Tensile strength properties of coquina - Historic building stone from the First Coast of Florida
Coquina is a historic building stone from the First Coast of Florida which has been used since the mid-1500s for both military and residential construction. Coquina is a limestone consisting of shells cemented with calcium carbonate and quartz sand. Split tension testing was conducted on specimens cored from blocks of coquina. Core samples with diameters of 50.8 mm, 70 mm and 94.6 mm were obtained both perpendicular and parallel to bedding. Seventy-five specimens were tested. Results indicate there is variability between tensile strength of specimens obtained from different blocks. The relationship between tensile strength and unit weight was more variable than expected considering the simple composition of the coquina.
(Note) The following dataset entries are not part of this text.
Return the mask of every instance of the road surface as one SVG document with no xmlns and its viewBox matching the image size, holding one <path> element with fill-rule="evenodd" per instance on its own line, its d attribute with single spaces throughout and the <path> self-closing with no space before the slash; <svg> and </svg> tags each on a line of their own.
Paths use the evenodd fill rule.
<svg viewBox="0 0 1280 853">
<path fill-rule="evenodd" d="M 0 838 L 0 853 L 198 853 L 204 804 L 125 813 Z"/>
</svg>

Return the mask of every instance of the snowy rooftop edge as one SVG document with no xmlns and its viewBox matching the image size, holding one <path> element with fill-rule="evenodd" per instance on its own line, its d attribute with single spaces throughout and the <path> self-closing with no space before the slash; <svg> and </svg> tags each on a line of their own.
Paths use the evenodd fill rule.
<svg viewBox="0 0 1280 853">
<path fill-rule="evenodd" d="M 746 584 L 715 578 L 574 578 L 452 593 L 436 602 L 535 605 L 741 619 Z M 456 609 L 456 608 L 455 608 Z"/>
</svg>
Based on the limited testing of specimens cored perpendicular to bedding, coquina is transversely isotropic and there is an decrease in tensile strength with increasing specimen size. Acid bath testing was used to determine the percentage of quartz sand in the specimen in an attempt to relate cementation, expressed as a mass percentage of sand, to tensile strength.
51st US Rock Mechanics / Geomechanics Symposium 2017
Hudyma, Kimes, L., Oglesby, J., & Davies, M. (2017). Tensile Strength Properties of Coquina - Historic Building Stone From the First Coast of Florida.